Custom wake word models

Using a pre-trained model

openWakeWord provides several pre-trained models. Download an .onnx file and point to it:

wakeword_model: "/opt/missy-edge/models/custom_wake_word.onnx"

Training a custom model

To train your own wake word:

  1. Follow the openWakeWord training guide.
  2. Generate positive examples (recordings of your desired wake phrase).
  3. Generate negative examples (background noise, unrelated speech).
  4. Train and export to .onnx format.
  5. Place the model file on the Pi:
sudo cp my_wake_word.onnx /opt/missy-edge/models/
  1. Update the config:
wakeword_model: "/opt/missy-edge/models/my_wake_word.onnx"
  1. Restart the service:
sudo systemctl restart missy-edge

Pre-trigger buffer

The pre-trigger buffer is a ring buffer that keeps the last N seconds of audio in memory. When the wake word is detected, this buffered audio is prepended to the stream sent to the server.

This solves the problem of "clipping" the beginning of speech when a user says "Missy, what time is it" in one breath -- without the pre-trigger buffer, "what time" might be lost.

pre_trigger_seconds: 0.3    # Default: 300ms
pre_trigger_seconds: 0.5    # Increase for users who speak quickly after the wake word

Barge-in prevention

During TTS playback, wake word detection is suppressed to prevent the Pi from triggering on its own speaker output. Detection resumes automatically when playback ends.

Dependencies

Wake word detection requires the wakeword extra:

pip install -e ".[wakeword]"

This installs:

  • openwakeword -- wake word detection framework
  • onnxruntime -- ONNX model inference (CPU-optimized for ARM64)

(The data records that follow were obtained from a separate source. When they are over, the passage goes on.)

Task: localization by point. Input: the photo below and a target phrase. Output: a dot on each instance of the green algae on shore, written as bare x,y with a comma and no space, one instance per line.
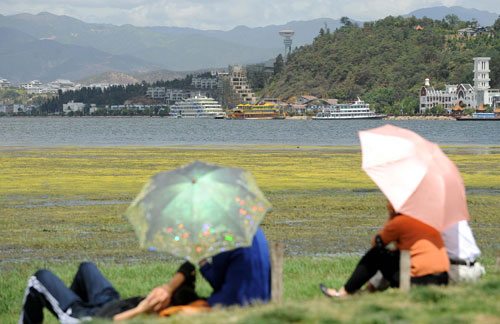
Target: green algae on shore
57,201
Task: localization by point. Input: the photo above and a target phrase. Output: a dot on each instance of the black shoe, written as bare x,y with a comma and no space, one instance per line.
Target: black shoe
324,290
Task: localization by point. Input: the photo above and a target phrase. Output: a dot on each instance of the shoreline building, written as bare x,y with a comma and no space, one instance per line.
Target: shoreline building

tflite-runtime compatibility

Some openWakeWord features require tflite-runtime, which has specific Python version requirements. Check the openWakeWord docs for the latest compatibility matrix.

Troubleshooting

Wake word not triggering

  1. Check the threshold: lower wakeword_threshold to 0.5 and test.
  2. Verify the microphone: arecord -l should show the ReSpeaker device.
  3. Check the model path: ensure the .onnx file exists and is readable.
  4. Run with verbose logging: missy-edge -v to see detection scores.

Too many false positives

  1. Increase wakeword_threshold to 0.85 or higher.
  2. Move the Pi away from TVs or speakers.
  3. Check ambient noise: the heartbeat reports noise_level -- view with missy devices status.

High CPU usage

  1. openWakeWord should use < 5% CPU on Pi 5. If higher, check that you are using the ONNX Runtime (not TensorFlow Lite fallback).
  2. Verify ARM64 optimizations: uname -m should show aarch64.